# Barred Gates: College Admissions Predictions

## Introduction

Every year, four million students apply to college in the United States. The market for admission related services is $7 Billion ([NYTimes](http://boss.blogs.nytimes.com/2009/11/18/tune-in-start-up-drop-out/?_r=0)). The process
is fraught with anxiety and uncertainty for students and their parents. A large source of
this anxiety is the lack of reasonably accurate forecasts for successful admissions, in spite
of expensive consultants and experienced high school college counselors. 

There are some rational reasons behind why forecasting college admissions is notoriously inaccurate. Top colleges have such an abundance of choice that the final selections among many qualified candidates can be somewhat random. University admission boards try to balance for diversity among ethnic, economic and geographic groups so the choices are dependent, year to year, on application pools. 

The lack of forecasting prowess is exacerbated by organizations like the [College Board](https://www.collegeboard.org/) which has a financial incentive to offer expensive 
standardized tests and study guides that offer little predictive ability into the applicability of a given student for a given college.

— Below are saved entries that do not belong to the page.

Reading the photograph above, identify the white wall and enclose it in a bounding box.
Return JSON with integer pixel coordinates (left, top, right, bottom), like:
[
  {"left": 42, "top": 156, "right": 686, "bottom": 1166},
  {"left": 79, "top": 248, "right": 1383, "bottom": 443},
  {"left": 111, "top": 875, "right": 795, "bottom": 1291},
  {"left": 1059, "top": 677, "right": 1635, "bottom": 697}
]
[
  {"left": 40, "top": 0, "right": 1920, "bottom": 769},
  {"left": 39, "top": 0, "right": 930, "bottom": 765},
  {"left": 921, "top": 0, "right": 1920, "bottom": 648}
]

Through this project, we hope to provide some clarity, precision and reasonably accurate forecasting of a student's probability of being accepted into a given college. We will make this predictive model available in a publicly accessible website [www.chanceme.info](www.chanceme.info), which is particularly timely given that the vast majority of college applications occur in the Fall.

## Project Objectives
First and foremost, we want to know whether there is any rhyme or reason behind college admissions among the cream of the crop US universities. Colleges are surprisingly opaque about admissions criteria. All of us would like to find out whether this is because they are trying to be secretive about their algorithms, or, more unsettlingly, if admissions decisions come down to unprincipled guidelines on the whim of the selection committee, or individual admissions officier. 

Secondly, if we can find clear profiles of admitted students, we want to test the common consensus and our own intuitions about which factors matter the most. Is it the case that we've all been so heavily focused on SAT scores that we've ignored the importance of breadth in AP courses?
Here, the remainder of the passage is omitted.